Алина закрыла дверь и вышла во двор. Ночь пахла мокрым деревом. Она сидела на стволе старой тополя, пока не начало светать, потом постучала в окно к соседке тёте Вере. Та молча пустила, дала плед и наливной пирог: “Спи, девка. И не бери в душу”.

Утром Алина подмела пол и сказала матери: “Я ненадолго уеду”. Та махнула: “Делай что хочешь”.

В соседнем военном городке у Алины жила подруга — Женя. Её отец, Павел Андреевич, фельдшер, носил чистую выглаженную рубаху и говорил с Алиной, как со взрослой: спрашивал, что она читает, почему любит Цветаеву больше, чем Ахматову, и почему в доме не должно быть крика. Там пахло кипятком, мятой и ещё чем-то — безопасностью. Алина приходила к ним как в библиотеку — возвращалась уже другой.

На танцах в доме офицеров Алина познакомилась с Романом. Он был портовый электрик на срочной, широкоплечий, с длинными ресницами и смешной привычкой говорить “смею заверить”. Танцевали — и будто всегда танцевали. Вскоре Роман остался на контракт и снял маленькую комнату в общежитии. Свадьба не вышла — просто пришли к Павлу Андреевичу на чай, Женя поставила пирог, Роман сказал: “Смею заверить, я вас не подведу”. Все засмеялись. Алина впервые за много лет смеялась легко.

Через девять месяцев родился Митя. Старое родильное отделение продувало, из окна тянуло, санитарка шепнула: “Папаша просит показать наследника”. Алина прижала сына к стеклу, а во дворе Роман и его друзья ладонями сдерживали вырывающийся наружу крик радости.

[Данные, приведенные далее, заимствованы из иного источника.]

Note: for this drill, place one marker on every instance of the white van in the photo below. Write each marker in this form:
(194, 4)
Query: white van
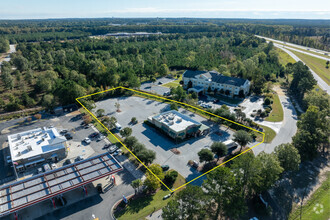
(118, 126)
(230, 144)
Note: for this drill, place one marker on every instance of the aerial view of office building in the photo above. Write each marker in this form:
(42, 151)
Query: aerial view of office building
(33, 147)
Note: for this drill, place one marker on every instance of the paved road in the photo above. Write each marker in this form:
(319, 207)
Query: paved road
(286, 131)
(323, 85)
(299, 47)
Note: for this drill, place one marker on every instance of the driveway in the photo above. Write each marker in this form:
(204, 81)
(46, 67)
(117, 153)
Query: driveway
(287, 129)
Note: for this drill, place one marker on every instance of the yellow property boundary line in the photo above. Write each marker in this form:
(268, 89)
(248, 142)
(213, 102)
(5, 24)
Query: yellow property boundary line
(181, 103)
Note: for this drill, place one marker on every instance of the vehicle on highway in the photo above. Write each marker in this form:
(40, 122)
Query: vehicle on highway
(68, 136)
(87, 140)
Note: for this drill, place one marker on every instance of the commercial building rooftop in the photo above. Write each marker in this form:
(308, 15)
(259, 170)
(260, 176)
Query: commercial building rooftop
(34, 142)
(175, 120)
(35, 189)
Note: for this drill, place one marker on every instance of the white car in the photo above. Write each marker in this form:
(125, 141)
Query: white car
(87, 140)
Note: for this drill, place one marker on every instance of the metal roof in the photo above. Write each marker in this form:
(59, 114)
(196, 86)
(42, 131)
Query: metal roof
(27, 192)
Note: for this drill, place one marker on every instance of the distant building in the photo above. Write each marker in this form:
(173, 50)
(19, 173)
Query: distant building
(37, 146)
(177, 125)
(201, 81)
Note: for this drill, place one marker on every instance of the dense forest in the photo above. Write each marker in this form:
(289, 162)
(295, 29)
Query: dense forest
(50, 73)
(312, 33)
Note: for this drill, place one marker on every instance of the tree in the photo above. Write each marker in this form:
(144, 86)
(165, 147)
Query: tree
(205, 155)
(87, 119)
(242, 138)
(269, 172)
(220, 186)
(136, 185)
(188, 204)
(100, 112)
(117, 105)
(4, 45)
(126, 132)
(219, 148)
(130, 142)
(146, 156)
(173, 106)
(288, 156)
(163, 70)
(151, 182)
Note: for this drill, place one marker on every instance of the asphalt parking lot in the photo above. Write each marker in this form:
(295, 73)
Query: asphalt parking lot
(142, 108)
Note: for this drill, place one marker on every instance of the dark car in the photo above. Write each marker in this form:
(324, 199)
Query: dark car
(99, 188)
(67, 161)
(68, 136)
(94, 135)
(165, 167)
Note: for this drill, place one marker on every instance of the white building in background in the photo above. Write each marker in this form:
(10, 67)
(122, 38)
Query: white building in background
(31, 148)
(201, 81)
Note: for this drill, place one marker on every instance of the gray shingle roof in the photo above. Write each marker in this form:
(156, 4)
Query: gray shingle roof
(215, 77)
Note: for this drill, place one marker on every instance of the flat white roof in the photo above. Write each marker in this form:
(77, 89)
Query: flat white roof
(32, 143)
(175, 120)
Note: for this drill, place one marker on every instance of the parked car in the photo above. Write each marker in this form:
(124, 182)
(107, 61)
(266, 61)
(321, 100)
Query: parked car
(87, 140)
(94, 135)
(195, 164)
(99, 188)
(67, 161)
(79, 158)
(112, 149)
(165, 167)
(8, 159)
(63, 132)
(68, 136)
(39, 170)
(100, 137)
(53, 166)
(46, 167)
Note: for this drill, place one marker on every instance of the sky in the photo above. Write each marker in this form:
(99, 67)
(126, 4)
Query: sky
(35, 9)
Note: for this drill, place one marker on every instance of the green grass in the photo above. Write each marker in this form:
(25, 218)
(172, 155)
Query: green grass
(144, 206)
(269, 134)
(174, 83)
(284, 58)
(316, 64)
(320, 197)
(276, 114)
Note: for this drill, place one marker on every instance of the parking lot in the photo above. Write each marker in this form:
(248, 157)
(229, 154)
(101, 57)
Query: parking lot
(142, 108)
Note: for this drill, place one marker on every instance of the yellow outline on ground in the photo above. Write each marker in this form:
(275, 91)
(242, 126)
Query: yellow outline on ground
(181, 103)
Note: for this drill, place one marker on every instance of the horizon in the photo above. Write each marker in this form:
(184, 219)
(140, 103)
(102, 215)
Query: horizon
(239, 9)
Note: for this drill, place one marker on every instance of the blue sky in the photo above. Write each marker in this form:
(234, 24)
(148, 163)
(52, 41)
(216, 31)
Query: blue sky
(25, 9)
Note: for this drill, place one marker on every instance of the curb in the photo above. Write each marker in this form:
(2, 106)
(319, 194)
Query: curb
(116, 204)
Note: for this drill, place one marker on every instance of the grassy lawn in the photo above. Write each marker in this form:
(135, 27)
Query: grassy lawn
(284, 58)
(321, 197)
(174, 83)
(316, 64)
(269, 134)
(276, 114)
(144, 206)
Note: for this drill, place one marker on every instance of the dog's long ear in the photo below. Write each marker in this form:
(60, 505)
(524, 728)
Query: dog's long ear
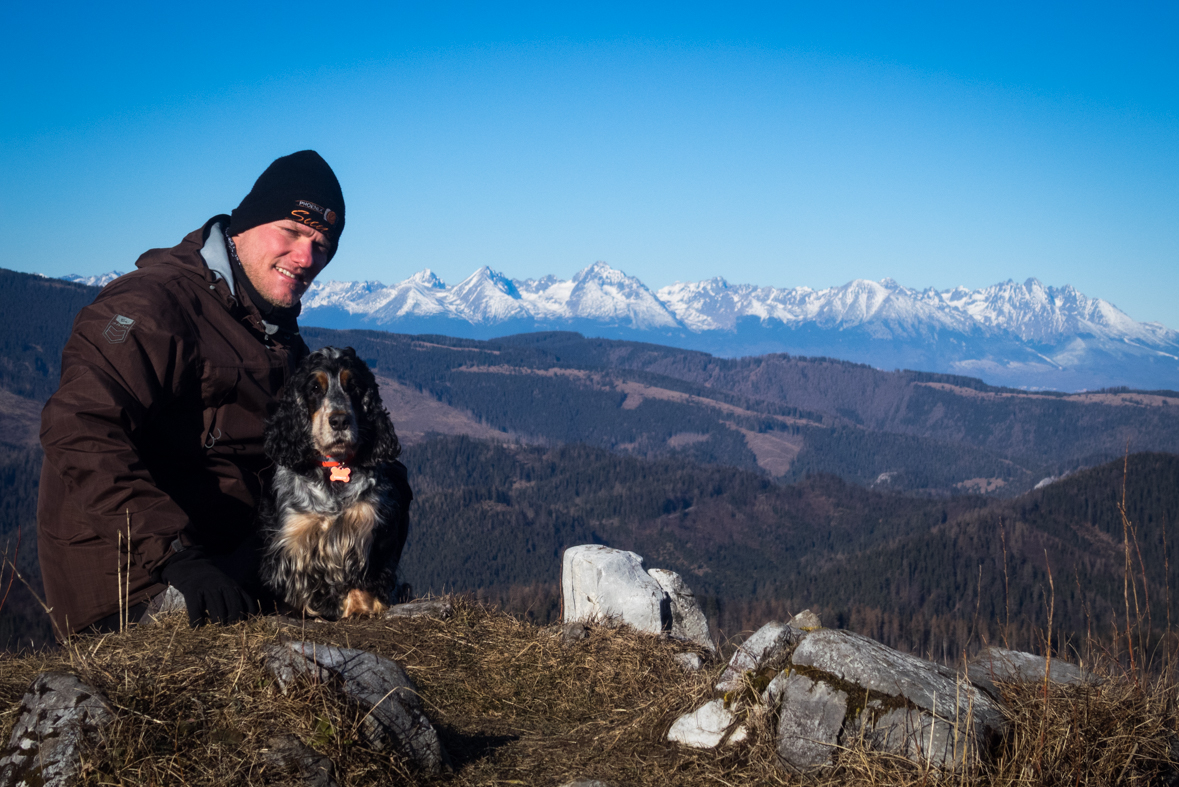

Жизнь стала похожа на дом. Маленький, с облупленной краской на подоконниках, но — дом. Роман клал паркетины, чинил розетки, варил борщ, вешал занавески. Алина работала в читальном зале — от пола до потолка книги, и в каждой — тихий шепот голосов, которые никто не перебивает.

Потом родился ещё один сын и дочь. Вечером, укладывая детей, Алина чувствовала: круг, который сжимался вокруг её детства, вдруг разорвался. “В нашем доме не будет крика”, — говорила она Роману. Тот кивком отвечал: “Смею заверить”.

Иногда приезжал отец. Уже не с Лидией, а с другой женщиной — парикмахером, смешливой и быстрой. Отец держал внуков на коленях и любовался, как вилка в детской руке подцепляет макароны, — будто на цирковом номере. Алина сидела напротив и думала о том, чего уже не будет. И — прощала. Не сразу, но понемногу.

С матерью всё было сложнее. Один раз Алина зашла к ней в столовую — та работала посудницей. На плече — завязанная косынка, под глазами — глухие круги. Мать собирала грязные тарелки и напевала фальшиво, но от этого не легче. Алина хотела подойти и сказать: “Я родила, я рядом, я не исчезла”, — но заметила в глазах матери стеклянную пустоту. Развернулась и ушла, так и не поприветствовав. Ушла ещё на несколько лет.

К зрелости у Алины появилось ощущение: она живёт сразу за двоих — за себя и за ту девочку, которая когда-то спряталась ночью под чужим окном и боялась вдохнуть. Она берегла домашний порядок, как библиотекарь редкие книги: в её доме не ругались, не ломали чайники, не били стекла, а гости уходили вовремя.

Сестра Тая бросалась мужчины к мужчине, как мотылёк на лампы. Сначала один, старше лет на двадцать; потом другой, добрее, но с бутылкой в руке; потом третий — и снова первый. У Таи был сын — Лёва. Она любила его как могла, но “как могла” у неё выходило плохо. Лёва рано научился собирать рюкзак и уходить из дома без объяснений. Подростком он почти поселился у Алины — там был суп, чистая простыня и слово “можно” произносилось не через скрежет зубов.

Потом Лёва ушёл — в другой город, на стройку, обещал прислать фото с нового места. Пришла пандемия. Она как лёд в стеклянной вазе — трескалась, ломала привычное. Однажды Алине позвонили: “Ваш племянник… его нашли… документы указывали ваш номер”. Она поехала в морг одна. Бумаги были аккуратные, печати ровные. В тишине коридора чужой голос сказал: “Надо решать”. И Алина решала — место, венок, холмик земли.

Таей занялась “подруга детства”, потом участковый, потом комната закрылась ключом — и всё равно в щель пахло перегаром. На похороны Тая не пришла. Потом сказала: “Не знала… не смогла… не успела…” И всё вроде правда. Только поздно.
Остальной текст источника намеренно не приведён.